Amy Ko is a Managing Director and Relationship Manager with SVB Private Bank. She provides Founders, Investors, and Executives with thoughtful, comprehensive wealth planning and advisory solutions. This includes oversight over personal financial, risk management, tax and estate and philanthropic planning as they undergo expected and unexpected life cycle changes and business transitions.

With over 20 years of private wealth advisory experience, Amy previously served as a Private Client Advisor at U.S. Trust, Bank of America Private Wealth Management and as an Investment Officer at Fiduciary Trust Company in Boston.

Amy has a BS in General Business Management from University of Massachusetts Boston. She is a magna cum laude MBA graduate from Northeastern University D’Amore-McKim School of Business. Amy has also achieved the Certified Trust and Financial Advisor (CTFA) designation.

Amy and her husband live in San Francisco with their beloved Terrier-mix puppy, Peyton. She is a native Bostonian and visits her East Coast family frequently.

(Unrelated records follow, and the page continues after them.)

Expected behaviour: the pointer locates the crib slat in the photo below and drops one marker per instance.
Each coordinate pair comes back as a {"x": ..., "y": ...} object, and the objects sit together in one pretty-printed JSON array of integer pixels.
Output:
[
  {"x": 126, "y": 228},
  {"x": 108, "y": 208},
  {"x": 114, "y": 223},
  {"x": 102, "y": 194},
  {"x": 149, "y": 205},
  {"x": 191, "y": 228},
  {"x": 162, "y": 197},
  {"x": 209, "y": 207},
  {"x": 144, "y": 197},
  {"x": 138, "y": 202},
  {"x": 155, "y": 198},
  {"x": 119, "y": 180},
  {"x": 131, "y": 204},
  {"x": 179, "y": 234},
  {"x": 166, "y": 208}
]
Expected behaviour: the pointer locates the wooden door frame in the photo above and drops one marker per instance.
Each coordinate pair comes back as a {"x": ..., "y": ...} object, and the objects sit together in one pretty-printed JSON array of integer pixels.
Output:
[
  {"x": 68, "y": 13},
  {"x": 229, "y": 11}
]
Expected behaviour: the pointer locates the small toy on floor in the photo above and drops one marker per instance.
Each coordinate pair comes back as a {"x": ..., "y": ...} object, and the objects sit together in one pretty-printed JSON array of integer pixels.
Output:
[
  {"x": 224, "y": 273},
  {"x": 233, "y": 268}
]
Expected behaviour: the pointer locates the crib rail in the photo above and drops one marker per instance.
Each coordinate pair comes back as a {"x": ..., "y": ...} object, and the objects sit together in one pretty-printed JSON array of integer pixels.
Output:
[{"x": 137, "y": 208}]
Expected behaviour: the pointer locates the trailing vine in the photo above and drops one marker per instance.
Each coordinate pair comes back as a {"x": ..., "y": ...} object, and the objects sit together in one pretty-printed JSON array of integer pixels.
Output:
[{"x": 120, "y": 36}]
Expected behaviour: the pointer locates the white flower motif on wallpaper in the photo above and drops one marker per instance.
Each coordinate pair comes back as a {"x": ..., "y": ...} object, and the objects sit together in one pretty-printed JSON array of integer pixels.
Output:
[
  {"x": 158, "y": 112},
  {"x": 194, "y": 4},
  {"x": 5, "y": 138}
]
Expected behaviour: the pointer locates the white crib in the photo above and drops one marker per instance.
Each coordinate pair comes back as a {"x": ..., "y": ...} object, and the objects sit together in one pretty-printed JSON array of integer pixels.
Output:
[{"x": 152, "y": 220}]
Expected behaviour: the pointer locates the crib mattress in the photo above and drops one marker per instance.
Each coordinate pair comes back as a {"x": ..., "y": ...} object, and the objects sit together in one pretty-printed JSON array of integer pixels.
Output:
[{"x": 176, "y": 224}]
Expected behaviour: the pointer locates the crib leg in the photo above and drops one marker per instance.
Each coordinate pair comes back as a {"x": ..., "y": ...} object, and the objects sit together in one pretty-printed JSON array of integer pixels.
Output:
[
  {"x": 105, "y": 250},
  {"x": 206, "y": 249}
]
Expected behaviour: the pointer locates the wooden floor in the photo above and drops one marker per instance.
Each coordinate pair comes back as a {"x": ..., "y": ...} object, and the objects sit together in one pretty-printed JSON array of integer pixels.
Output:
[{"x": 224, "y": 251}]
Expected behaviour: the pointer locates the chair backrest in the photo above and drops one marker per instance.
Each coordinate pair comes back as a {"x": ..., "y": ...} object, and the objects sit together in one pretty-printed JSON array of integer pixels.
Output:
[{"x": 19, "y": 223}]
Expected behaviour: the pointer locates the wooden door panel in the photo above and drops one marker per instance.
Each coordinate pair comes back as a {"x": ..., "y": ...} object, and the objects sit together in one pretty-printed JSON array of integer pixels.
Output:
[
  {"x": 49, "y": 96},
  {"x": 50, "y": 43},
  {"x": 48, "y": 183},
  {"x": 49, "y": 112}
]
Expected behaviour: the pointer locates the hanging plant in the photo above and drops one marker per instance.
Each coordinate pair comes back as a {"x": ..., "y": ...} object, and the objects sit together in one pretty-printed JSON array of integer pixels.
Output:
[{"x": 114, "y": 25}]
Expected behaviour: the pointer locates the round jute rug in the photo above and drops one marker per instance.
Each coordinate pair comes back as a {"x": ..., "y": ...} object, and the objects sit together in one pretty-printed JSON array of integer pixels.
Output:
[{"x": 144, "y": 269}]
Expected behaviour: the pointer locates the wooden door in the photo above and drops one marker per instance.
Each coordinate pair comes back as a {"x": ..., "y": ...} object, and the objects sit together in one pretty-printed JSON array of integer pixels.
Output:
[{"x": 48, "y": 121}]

Proudly serving the Bay Area community through a myriad of non-profit volunteer work, Amy is most active as a Board Member of the San Francisco SPCA, a 150+ year old non-profit organization, which provides advance shelter medicine, hospital, shelter, and behavioral care and awareness to animals and to stakeholders throughout the Bay Area.  She is the Chair of SF SPCA’s Investment Committee, which provides thoughtful strategic oversight over the organization’s short and long term reserve funds. Amy is also a Selection Advisory Council Member of the Greenlight Fund Bay Area and formerly served for several years in similar capacity of Greenlight Fund Boston.  She has formerly served as a Board Member of the United Way Bay Area (UWBA) from 2015-2019, while they underwent the pre- and post-merger with United Way Silicon Valley (UWSV).